The following is in response to an on-line discussion between several colleagues which started with a post about the possible decline of democracy in the US, and went on to ponder whether that was caused by capitalism:
I do think that the strength of US democracy should not be taken for granted, but I don’t view capitalism as the threat. We have been democratic and capitalist for a long time. Granted, capitalism and democracy are two different things, and they don’t automatically support each other. A strength of capitalism is that you can profit, and that possibility is available to…I won’t say anybody…but to many. A weakness is that if you don’t, you and all the people that depend on you are screwed. Unfortunately for the system, that seems to be unavoidably cyclical. It is also unfortunate that it is easy to get seduced by quick ROI increases through short-term maneuvers such as cutting people and expenses (such as maintenance and R&D). It also appears to be true that without government intervention, wealth and the ability to profit consolidates into fewer and fewer hands, hands with a disproportionate ability to influence the government. With that in mind I personally favor a capitalist economy with a government that has strong checks and balances to detach itself from the influence of money (a need which the founders didn’t pay much attention to, and which the US currently lacks), and a government which redistributes a high percentage from the wealthiest to the rest of society, much as the tax structure did in the US in the 1950s (when we built much of the infrastructures that we rely on today).
While much more could be added to my simplistic analysis, it is certainly a cold hard fact that organizations functioning within a capitalist economy have to meet the requirements of that environment.
Going back to the comment on the possible decline of democracy in the US and elsewhere, Kurt Lewin was clear that democracy must be learned and renewed with every generation, and that it is easier to adapt to totalitarianism than to being a citizen in a democracy.

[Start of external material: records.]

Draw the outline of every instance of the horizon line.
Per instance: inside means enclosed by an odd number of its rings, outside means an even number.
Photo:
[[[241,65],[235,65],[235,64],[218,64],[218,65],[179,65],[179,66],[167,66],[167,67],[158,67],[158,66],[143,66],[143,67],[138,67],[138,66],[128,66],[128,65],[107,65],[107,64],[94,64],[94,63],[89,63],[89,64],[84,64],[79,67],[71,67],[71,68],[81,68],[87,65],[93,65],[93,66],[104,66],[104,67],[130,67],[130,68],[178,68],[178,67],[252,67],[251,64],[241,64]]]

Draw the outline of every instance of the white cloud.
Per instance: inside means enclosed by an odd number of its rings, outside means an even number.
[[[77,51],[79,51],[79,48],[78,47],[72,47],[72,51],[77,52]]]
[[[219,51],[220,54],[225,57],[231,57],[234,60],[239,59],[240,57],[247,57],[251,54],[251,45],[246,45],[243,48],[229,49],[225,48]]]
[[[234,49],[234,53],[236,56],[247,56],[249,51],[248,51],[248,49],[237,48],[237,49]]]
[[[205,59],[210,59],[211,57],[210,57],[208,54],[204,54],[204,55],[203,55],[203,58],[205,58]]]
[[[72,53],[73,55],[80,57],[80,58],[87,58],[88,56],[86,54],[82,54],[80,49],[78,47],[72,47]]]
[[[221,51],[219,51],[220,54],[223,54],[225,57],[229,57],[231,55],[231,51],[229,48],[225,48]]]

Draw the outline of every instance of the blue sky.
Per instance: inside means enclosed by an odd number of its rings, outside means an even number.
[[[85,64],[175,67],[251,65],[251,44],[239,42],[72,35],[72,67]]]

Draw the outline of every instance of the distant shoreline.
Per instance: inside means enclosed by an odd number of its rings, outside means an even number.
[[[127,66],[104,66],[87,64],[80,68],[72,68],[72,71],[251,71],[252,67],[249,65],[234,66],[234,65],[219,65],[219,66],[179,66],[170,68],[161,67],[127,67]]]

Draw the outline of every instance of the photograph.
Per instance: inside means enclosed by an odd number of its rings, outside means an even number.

We need look no further than Lewin for lessons on failures of democracy. He wrote several articles pondering the failure of democracy in post WWI Germany. While there were many variables, one that stands out was the misguided belief that freedom of speech must be extended to all, even those who would spread hate and rule autocratically if they were in power. The initial German experiment with democracy was too weak to stand up to the rise of Nazism. Germany “tolerated the intolerant.”
We have done that for far too long here in the US imho by tolerating white supremist groups for example. Democracy in Lewin’s mind must be strong. The representative government must act, as FDR did during WWII, and as Lincoln did when he arrested the Maryland state assembly rather than allowing them to secede from the union. That was decisive action by a democratic leader, and the lack of the same would have led to disaster.
That doesn’t mean that every action will work the away it was intended. Some will have negative consequences. The same is true of inaction. democratic leadership is not for the faint of heart because the free press and the armchair quarterbacks, myself included, will voice our opinion of every decision.
Applying Lewin’s democratic principles of leadership to organizations, I am not so quick as some of my colleagues to label most US corporations as essentially “totalitarian.” relentlessly pursuing ROI is a challenge which must be pursued for an organization to exist within a capitalist environment, but it does not have to be done without a soul. In Lewin’s model (which works for me) the democratic leader is in charge, and then allows as much freedom and influence as possible. This combination of leadership and freedom consistently results in high productivity and morale, even within a capitalist environment. As his research further showed, many mistake “hands off” leadership, or laisse-faire, as democratic. Such passive leadership, even if the leader is “nice,” consistently leads to confusion, infighting, and low productivity. A democratic leader can allow a high functioning team to operate without supervision. A laisse-faire leader will try that with every team and create chaos. The OD industry imho too often doesn’t make these distinctions, instead favoring the flat self-organizing laisse-faire model as somehow morally superior.
Turning back to politics, we’ve been laisse-faire in the US about racism, militias, police violence, poverty, etc., for too long, much as in post WWI Germany, allowing a small vigorous minority to poison our political a social discourse. I for one say “enough!”